And the court has agreed with my interpretation in the past, from wikipedia:

The first major case occurred in December 2005, when Dwight Whorley was convicted in Richmond, Virginia under 18 U.S.C. 1466A for using a Virginia Employment Commission computer to receive and distribute “obscene Japanese anime cartoons that graphically depicted prepubescent female children being forced to engage in genital-genital and oral-genital intercourse with adult males”.[136][137] On December 18, 2008, the Fourth Circuit Court of Appeals affirmed the conviction, consisting of 20 years’ imprisonment.[138] Whorley appealed to the Supreme Court, but was denied certiorari, meaning the appeal was not heard.[139][140][141]

I always love it when people rudely disagree with me and evidence to the contrary can be found on fucking wikipedia.

God I hope you don’t get all your info from Wikipedia.

David Whorley was a previously convicted felon on counts of possession of child porn and he was under supervised probation including monitoring his computer and internet usage.
He used a fucking government computer to access emails with loli hentai, which then caused his probation officers to probe further and they found he had been downloading real child porn again.
He was also found violating his probation conditions, which including not viewing any pornography whatsoever.

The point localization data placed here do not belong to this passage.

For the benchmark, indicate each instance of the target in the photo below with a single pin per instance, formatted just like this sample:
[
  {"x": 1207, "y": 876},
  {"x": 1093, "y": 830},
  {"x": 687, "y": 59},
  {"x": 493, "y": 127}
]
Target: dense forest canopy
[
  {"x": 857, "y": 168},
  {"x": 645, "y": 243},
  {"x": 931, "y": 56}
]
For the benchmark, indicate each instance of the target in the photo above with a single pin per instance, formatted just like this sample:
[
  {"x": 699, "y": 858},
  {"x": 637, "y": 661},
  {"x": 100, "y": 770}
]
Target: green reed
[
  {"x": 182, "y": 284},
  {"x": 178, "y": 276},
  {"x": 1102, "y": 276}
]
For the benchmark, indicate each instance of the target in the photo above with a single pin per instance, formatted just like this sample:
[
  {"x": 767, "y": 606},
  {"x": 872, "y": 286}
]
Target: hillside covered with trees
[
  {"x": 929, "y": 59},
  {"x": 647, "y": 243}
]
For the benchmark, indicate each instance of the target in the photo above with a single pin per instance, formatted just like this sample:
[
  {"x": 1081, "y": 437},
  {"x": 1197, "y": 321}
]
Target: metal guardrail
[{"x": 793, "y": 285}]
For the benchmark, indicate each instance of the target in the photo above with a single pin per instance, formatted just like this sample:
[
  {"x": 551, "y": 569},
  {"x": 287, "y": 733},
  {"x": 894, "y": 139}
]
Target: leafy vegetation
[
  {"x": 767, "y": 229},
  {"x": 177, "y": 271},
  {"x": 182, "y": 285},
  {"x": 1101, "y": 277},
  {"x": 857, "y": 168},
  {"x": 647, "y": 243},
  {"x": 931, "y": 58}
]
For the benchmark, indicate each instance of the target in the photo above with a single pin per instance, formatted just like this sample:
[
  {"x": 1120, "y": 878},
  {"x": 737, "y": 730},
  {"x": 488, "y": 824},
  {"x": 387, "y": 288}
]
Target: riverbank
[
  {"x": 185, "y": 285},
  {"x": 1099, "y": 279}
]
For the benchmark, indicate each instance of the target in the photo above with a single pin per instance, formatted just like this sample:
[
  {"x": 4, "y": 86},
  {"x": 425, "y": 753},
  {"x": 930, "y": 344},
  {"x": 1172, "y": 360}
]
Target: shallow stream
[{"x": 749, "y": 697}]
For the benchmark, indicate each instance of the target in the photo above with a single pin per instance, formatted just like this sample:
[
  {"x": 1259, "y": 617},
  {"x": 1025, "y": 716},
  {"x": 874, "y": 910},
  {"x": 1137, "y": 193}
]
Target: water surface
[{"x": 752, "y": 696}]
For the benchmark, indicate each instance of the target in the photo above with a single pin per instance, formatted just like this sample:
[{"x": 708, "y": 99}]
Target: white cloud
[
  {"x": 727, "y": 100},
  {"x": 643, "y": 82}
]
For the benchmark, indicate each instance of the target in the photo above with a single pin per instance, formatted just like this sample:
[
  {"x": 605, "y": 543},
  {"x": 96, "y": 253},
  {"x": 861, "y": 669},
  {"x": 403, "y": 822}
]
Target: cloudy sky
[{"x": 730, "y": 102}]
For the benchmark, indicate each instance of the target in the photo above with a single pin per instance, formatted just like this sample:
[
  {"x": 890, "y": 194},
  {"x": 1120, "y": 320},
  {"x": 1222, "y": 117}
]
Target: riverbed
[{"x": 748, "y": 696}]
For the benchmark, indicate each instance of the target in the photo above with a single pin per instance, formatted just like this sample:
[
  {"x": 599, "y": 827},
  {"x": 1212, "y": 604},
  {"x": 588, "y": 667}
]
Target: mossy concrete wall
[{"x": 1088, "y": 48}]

People always use this case since he tried really hard to defend himself and so there’s a lot of details pertaining to the miller test and the (then new) protect act, but this guy would never have been arrested in the first place if he wasn’t a former felon, on probation, breaking that probation and also still downloading child porn.

https://caselaw.findlaw.com/court/us-4th-circuit/1431669.html


but like, blah blah, US law. The moderaters could just, y’know, change host countries.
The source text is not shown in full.